Once the text is tokenized, the next challenge is turning those tokens into something the model can actually work with. Neural networks, like LLMs, don’t understand words, they work with numeric data — whether it’s whole numbers, decimals, or even matrices. The process of encoding words into numbers has evolved over time, and by now, there are two main methods.

An older one is one-hot encoding that assigns a binary index to each word. For example, the word “the” gets a specific index, and so does “cat.” However, this approach overlooks the meaning or context of the word. The code for “cat” doesn’t reveal whether it refers to a living being or an object. This limitation led to the development of another method — word embeddings.

Word embeddings are much more sophisticated. Instead of assigning a simple code, each word is transformed into a vector, where each number represents a specific category or feature. For instance, if we look at the “cat” we talked about earlier, it might be associated with several features, such as whether it’s singular or plural, living or non-living. The closer the numbers are, the more similar the words are in meaning.

*Each “cat” holds its place in the vector, defined by several features*

In modern LLMs, these embeddings are crucial. The model can understand that “cat” and “kitten,” for example, are related, and this simplifies the task of processing and understanding text. In practice, LLMs can have up to 512 such categories (or dimensions), and even though we might not be able to describe each one in plain language, the model uses these dimensions to build connections between words based on their meaning.

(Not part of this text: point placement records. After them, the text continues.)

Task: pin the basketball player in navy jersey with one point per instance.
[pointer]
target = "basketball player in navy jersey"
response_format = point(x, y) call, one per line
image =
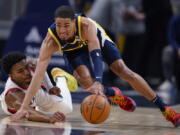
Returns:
point(81, 39)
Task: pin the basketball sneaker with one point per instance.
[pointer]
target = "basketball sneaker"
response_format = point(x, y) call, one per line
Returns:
point(125, 103)
point(172, 116)
point(71, 81)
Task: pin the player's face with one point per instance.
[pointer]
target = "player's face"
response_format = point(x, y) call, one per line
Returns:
point(20, 74)
point(65, 28)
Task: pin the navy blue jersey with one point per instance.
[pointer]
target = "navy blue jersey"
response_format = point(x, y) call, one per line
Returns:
point(76, 50)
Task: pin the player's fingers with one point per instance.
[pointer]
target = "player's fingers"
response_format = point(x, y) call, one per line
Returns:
point(17, 116)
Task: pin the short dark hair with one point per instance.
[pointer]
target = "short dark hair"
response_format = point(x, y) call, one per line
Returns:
point(10, 59)
point(64, 12)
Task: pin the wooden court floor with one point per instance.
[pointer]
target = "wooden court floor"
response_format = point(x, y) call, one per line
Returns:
point(144, 121)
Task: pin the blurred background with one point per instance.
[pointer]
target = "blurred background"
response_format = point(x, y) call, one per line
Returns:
point(147, 34)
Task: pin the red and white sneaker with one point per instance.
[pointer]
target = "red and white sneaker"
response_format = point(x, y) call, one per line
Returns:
point(172, 116)
point(125, 103)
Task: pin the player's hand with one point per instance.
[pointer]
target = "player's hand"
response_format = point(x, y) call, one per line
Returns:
point(96, 88)
point(21, 113)
point(55, 91)
point(57, 117)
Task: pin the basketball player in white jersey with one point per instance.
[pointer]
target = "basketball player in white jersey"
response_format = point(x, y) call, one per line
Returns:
point(50, 104)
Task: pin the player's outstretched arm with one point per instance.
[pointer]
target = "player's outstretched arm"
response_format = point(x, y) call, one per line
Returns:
point(48, 47)
point(90, 34)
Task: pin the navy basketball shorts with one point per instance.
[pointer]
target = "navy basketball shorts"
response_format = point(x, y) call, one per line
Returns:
point(110, 54)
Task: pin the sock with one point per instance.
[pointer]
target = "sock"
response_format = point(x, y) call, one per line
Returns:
point(109, 91)
point(158, 102)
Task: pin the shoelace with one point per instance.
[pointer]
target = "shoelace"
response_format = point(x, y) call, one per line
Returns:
point(169, 114)
point(119, 100)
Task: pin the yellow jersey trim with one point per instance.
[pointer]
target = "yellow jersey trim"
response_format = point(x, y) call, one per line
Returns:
point(56, 40)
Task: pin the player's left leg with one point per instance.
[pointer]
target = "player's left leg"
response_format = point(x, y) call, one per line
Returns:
point(52, 103)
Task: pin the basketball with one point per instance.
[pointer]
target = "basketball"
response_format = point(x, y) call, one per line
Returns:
point(95, 109)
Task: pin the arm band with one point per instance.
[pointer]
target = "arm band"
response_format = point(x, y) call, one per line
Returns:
point(98, 64)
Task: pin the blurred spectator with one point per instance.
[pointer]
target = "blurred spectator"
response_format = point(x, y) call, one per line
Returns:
point(82, 6)
point(158, 14)
point(171, 56)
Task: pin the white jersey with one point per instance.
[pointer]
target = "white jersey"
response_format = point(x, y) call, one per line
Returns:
point(43, 101)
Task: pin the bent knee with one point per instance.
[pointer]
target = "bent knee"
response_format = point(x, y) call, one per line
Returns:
point(64, 108)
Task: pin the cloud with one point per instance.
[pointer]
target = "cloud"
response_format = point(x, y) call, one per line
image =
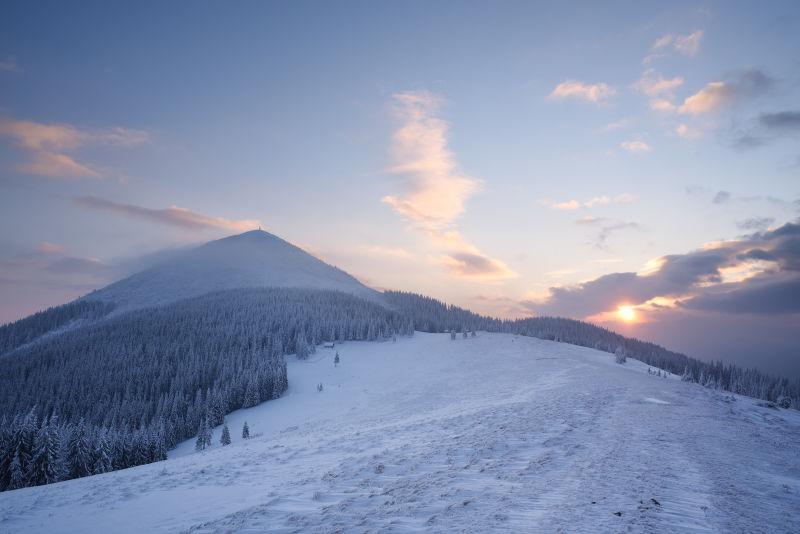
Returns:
point(755, 223)
point(464, 260)
point(740, 276)
point(688, 45)
point(596, 92)
point(660, 90)
point(720, 94)
point(781, 121)
point(713, 96)
point(636, 146)
point(383, 251)
point(605, 228)
point(475, 266)
point(686, 132)
point(761, 295)
point(173, 216)
point(616, 125)
point(653, 84)
point(767, 128)
point(663, 42)
point(569, 205)
point(47, 145)
point(722, 197)
point(434, 190)
point(46, 247)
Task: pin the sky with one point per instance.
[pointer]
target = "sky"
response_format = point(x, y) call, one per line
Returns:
point(632, 164)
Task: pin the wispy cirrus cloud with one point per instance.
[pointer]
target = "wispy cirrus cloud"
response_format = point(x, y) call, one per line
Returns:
point(589, 92)
point(49, 146)
point(572, 204)
point(720, 94)
point(687, 45)
point(605, 228)
point(173, 216)
point(767, 127)
point(660, 90)
point(636, 145)
point(434, 189)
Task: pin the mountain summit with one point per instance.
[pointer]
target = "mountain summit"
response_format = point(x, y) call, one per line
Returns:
point(252, 259)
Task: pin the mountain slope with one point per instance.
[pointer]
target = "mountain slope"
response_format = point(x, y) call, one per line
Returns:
point(411, 436)
point(251, 259)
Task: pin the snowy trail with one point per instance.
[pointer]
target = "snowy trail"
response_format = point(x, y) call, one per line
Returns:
point(494, 433)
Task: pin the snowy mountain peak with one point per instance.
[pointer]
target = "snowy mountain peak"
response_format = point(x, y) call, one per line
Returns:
point(251, 259)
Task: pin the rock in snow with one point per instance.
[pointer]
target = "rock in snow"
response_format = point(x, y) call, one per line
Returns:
point(493, 433)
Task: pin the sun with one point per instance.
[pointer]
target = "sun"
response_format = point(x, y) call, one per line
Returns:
point(626, 313)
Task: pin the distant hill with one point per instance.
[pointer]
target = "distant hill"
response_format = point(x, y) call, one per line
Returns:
point(252, 259)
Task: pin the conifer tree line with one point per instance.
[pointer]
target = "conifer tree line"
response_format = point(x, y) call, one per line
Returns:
point(122, 391)
point(431, 315)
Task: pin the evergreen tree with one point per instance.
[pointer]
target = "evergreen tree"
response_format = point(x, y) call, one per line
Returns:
point(79, 461)
point(203, 436)
point(19, 478)
point(46, 464)
point(251, 397)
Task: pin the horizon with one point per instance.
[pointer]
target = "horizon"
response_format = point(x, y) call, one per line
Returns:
point(636, 171)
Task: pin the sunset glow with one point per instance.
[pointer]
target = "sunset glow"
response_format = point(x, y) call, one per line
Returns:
point(626, 313)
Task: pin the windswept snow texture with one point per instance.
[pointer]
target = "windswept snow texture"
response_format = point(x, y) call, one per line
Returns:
point(251, 259)
point(494, 433)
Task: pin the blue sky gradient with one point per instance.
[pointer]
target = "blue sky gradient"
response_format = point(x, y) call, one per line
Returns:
point(425, 146)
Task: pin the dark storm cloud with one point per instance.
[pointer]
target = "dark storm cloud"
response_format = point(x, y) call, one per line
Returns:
point(698, 276)
point(762, 295)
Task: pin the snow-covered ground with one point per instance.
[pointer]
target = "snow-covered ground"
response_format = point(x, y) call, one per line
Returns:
point(494, 433)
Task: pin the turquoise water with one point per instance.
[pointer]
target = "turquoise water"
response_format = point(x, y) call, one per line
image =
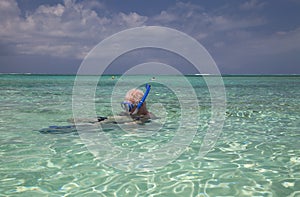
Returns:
point(257, 153)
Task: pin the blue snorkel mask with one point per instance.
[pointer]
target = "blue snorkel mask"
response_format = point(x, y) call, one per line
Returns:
point(128, 106)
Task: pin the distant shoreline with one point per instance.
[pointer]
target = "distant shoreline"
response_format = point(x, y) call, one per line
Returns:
point(201, 75)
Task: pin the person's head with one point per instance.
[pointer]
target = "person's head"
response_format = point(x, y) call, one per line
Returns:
point(134, 96)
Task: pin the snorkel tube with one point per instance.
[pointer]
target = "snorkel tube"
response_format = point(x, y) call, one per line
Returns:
point(148, 87)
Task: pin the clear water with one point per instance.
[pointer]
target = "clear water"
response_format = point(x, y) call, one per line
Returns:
point(257, 153)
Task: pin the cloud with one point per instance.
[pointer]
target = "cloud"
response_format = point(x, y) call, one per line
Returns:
point(71, 29)
point(252, 4)
point(62, 30)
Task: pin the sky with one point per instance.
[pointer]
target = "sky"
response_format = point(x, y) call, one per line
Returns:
point(242, 36)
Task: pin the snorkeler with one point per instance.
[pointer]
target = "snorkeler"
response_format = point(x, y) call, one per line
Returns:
point(135, 110)
point(135, 104)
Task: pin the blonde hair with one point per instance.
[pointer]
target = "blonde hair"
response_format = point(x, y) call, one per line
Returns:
point(134, 96)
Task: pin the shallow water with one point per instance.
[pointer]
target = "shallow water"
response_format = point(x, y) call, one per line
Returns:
point(257, 153)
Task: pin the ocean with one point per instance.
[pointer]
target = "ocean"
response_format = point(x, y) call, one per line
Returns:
point(257, 152)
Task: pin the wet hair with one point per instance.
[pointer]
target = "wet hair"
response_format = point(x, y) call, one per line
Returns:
point(134, 96)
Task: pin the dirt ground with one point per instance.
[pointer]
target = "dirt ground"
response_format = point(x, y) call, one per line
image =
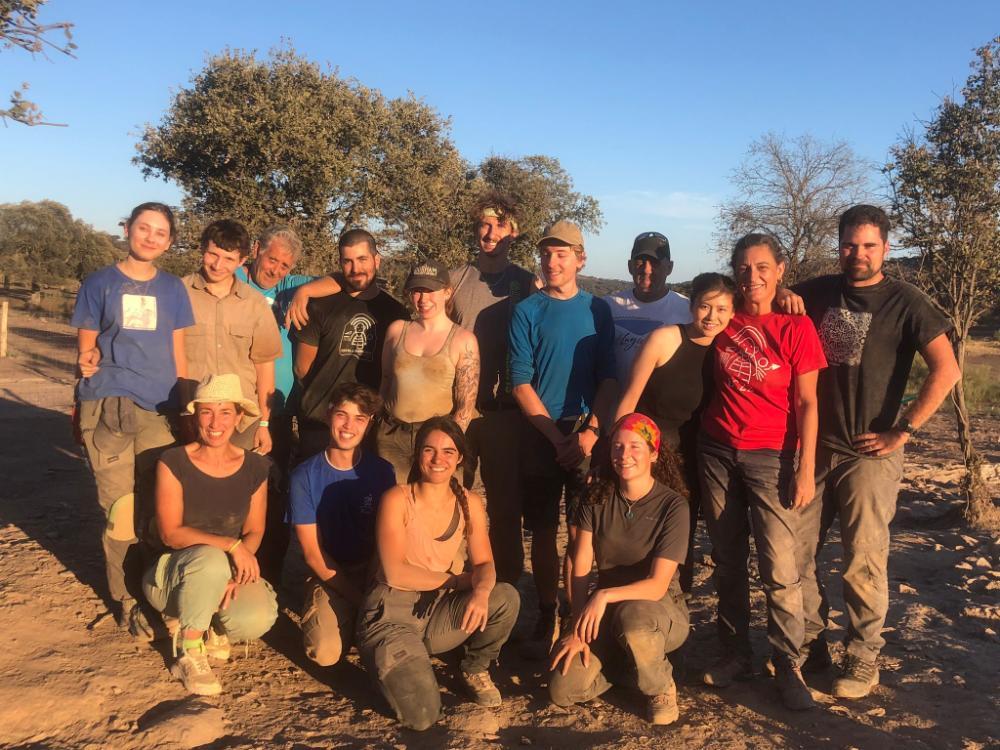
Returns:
point(71, 680)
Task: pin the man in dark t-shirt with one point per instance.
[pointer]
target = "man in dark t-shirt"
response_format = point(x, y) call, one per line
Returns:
point(340, 337)
point(870, 326)
point(485, 292)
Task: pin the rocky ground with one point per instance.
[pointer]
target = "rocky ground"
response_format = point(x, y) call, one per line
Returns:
point(71, 680)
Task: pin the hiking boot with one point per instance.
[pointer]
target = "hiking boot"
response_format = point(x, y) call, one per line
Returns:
point(537, 647)
point(818, 659)
point(217, 645)
point(857, 679)
point(794, 693)
point(727, 669)
point(482, 689)
point(193, 670)
point(663, 707)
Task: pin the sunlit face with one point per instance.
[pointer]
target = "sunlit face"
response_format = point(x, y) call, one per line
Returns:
point(649, 275)
point(359, 266)
point(348, 425)
point(862, 254)
point(711, 313)
point(560, 263)
point(491, 231)
point(218, 264)
point(631, 456)
point(272, 264)
point(216, 422)
point(439, 458)
point(429, 304)
point(148, 236)
point(758, 275)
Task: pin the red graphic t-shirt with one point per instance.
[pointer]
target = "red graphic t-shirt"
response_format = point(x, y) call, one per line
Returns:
point(757, 359)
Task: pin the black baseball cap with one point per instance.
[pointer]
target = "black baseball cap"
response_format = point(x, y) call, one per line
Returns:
point(651, 245)
point(428, 274)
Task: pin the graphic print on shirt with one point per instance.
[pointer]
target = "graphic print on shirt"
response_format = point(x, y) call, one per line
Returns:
point(843, 334)
point(745, 359)
point(358, 339)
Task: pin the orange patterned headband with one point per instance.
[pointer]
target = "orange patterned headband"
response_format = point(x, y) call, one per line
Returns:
point(642, 426)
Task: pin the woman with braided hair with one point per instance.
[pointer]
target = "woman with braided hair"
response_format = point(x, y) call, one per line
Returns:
point(634, 522)
point(422, 601)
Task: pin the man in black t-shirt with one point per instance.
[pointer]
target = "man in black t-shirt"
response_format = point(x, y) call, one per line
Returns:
point(871, 326)
point(341, 337)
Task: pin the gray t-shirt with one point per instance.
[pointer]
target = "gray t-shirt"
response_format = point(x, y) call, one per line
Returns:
point(483, 304)
point(627, 536)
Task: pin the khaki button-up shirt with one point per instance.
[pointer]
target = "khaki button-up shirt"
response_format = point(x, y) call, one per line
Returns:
point(232, 334)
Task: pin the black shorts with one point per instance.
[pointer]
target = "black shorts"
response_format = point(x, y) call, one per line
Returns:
point(545, 482)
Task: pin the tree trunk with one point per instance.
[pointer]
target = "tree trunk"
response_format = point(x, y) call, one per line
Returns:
point(979, 510)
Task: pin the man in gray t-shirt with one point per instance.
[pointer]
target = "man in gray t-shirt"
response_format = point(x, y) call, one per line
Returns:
point(485, 292)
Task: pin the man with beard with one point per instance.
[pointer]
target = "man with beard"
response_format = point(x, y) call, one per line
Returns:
point(341, 334)
point(870, 325)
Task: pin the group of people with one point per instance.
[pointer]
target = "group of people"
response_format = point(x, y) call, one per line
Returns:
point(223, 412)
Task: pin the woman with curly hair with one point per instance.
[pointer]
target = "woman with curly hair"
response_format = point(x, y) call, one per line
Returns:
point(422, 602)
point(635, 522)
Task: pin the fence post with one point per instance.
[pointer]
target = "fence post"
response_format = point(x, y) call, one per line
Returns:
point(3, 327)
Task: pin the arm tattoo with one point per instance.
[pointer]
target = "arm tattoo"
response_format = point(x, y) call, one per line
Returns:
point(466, 386)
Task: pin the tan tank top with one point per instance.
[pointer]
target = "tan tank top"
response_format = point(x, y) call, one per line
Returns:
point(439, 555)
point(421, 387)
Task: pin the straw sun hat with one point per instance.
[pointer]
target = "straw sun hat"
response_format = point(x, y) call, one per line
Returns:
point(220, 389)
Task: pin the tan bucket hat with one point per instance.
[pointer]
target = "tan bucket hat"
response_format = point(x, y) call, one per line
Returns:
point(218, 389)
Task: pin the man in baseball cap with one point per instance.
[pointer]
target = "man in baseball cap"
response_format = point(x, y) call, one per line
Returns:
point(649, 304)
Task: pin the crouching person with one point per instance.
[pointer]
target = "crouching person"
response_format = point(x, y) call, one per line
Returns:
point(334, 496)
point(211, 501)
point(422, 603)
point(636, 524)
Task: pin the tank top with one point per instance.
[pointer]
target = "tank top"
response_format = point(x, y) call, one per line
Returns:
point(437, 554)
point(421, 387)
point(674, 392)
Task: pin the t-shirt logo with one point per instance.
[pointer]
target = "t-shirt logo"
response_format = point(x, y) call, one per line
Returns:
point(843, 334)
point(745, 359)
point(138, 312)
point(358, 339)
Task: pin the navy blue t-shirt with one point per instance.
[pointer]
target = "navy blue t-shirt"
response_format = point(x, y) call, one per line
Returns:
point(341, 502)
point(135, 321)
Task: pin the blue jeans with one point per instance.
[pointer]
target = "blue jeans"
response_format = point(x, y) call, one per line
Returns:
point(744, 490)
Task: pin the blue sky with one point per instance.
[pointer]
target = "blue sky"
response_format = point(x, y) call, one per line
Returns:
point(649, 106)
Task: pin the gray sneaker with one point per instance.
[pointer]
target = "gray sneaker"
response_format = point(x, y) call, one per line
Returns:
point(794, 692)
point(728, 669)
point(857, 680)
point(482, 689)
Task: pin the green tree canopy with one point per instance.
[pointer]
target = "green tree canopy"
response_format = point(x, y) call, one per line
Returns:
point(19, 28)
point(280, 139)
point(42, 242)
point(946, 201)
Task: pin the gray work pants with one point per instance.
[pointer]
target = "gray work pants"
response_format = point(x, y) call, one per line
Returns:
point(737, 484)
point(631, 649)
point(861, 492)
point(399, 630)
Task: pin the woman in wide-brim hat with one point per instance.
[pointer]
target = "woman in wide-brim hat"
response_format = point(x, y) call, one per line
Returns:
point(210, 507)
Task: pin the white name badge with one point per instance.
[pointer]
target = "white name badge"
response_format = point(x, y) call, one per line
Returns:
point(138, 312)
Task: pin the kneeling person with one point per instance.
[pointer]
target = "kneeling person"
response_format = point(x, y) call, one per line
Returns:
point(422, 603)
point(636, 524)
point(333, 500)
point(211, 499)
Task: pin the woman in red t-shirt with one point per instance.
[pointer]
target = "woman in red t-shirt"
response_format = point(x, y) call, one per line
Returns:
point(763, 409)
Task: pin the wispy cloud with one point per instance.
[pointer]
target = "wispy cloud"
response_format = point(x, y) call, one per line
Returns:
point(676, 205)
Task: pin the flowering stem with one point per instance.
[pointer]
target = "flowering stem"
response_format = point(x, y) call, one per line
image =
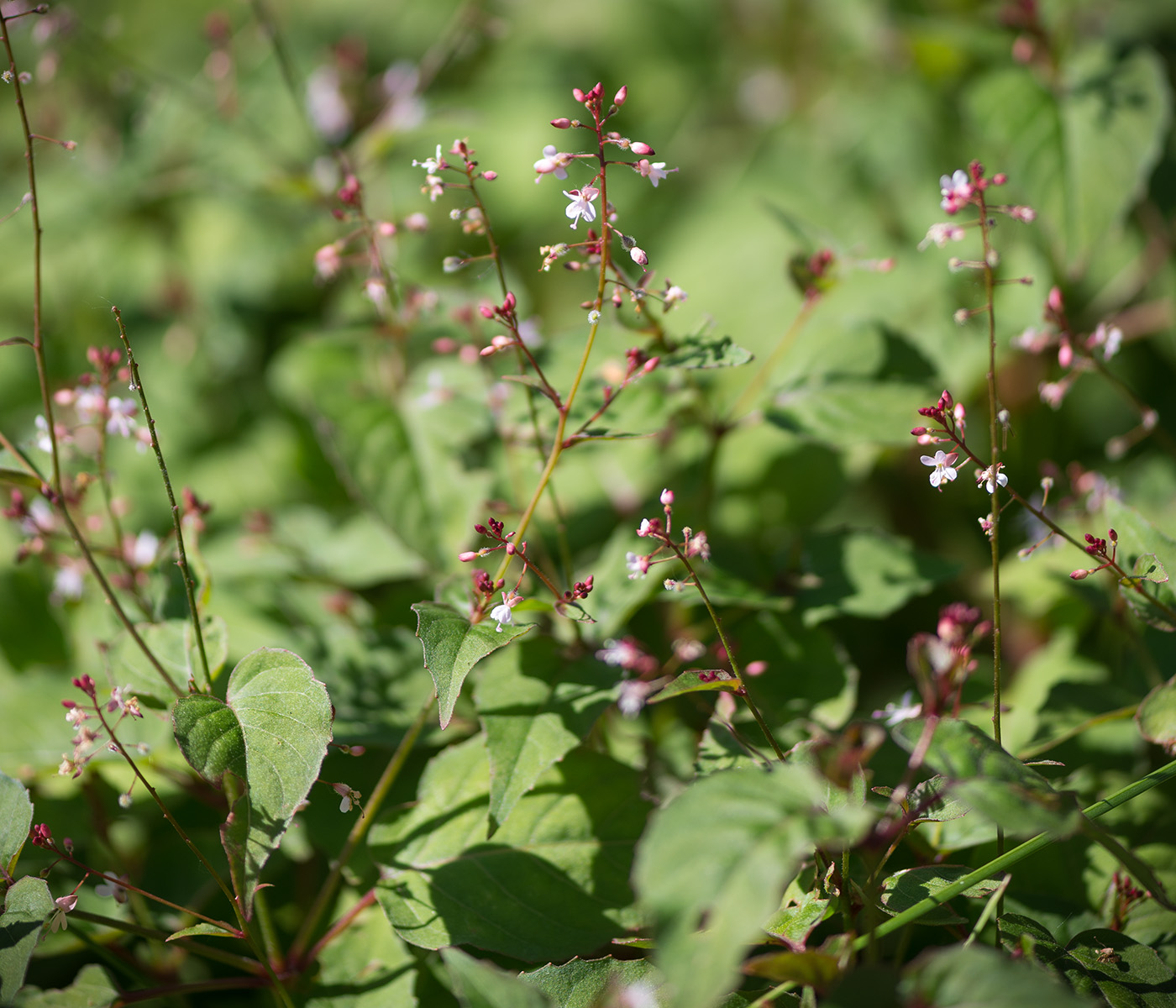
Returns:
point(564, 407)
point(296, 957)
point(188, 582)
point(727, 648)
point(995, 449)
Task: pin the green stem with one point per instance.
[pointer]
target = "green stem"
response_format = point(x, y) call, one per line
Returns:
point(176, 522)
point(731, 654)
point(1007, 860)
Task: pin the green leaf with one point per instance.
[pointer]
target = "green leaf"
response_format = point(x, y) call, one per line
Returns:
point(1156, 717)
point(1126, 974)
point(15, 819)
point(370, 969)
point(815, 969)
point(866, 575)
point(480, 984)
point(265, 745)
point(759, 827)
point(832, 412)
point(27, 905)
point(174, 645)
point(1079, 153)
point(554, 884)
point(453, 646)
point(902, 890)
point(92, 988)
point(967, 976)
point(706, 352)
point(699, 680)
point(202, 928)
point(1149, 569)
point(990, 781)
point(585, 984)
point(1138, 539)
point(535, 706)
point(797, 916)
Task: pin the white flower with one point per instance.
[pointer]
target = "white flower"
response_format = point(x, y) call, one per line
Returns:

How the attention layer works in LLMs

One of the most important components of LLMs is the attention layer. It helps the model figure out how words in a sentence are related to each other. Let’s take the simple sentence, “See the girl run.” The attention layer looks at how each word connects with others. For example, in this sentence, the word “girl” is closely related to “run,” and the attention layer assigns weights to these connections to indicate their importance.

*Attention layers assign importance to word connections*

What makes modern LLMs like GPT powerful is their ability to look at larger chunks of text (referred to as the context window). Early neural networks could only process 5-7 words at a time, but LLMs can handle much more — up to 1,000, 2,000, or even 40,000 tokens. This expanded context allows the model to capture the full meaning of a sentence or paragraph, making the output more accurate and coherent.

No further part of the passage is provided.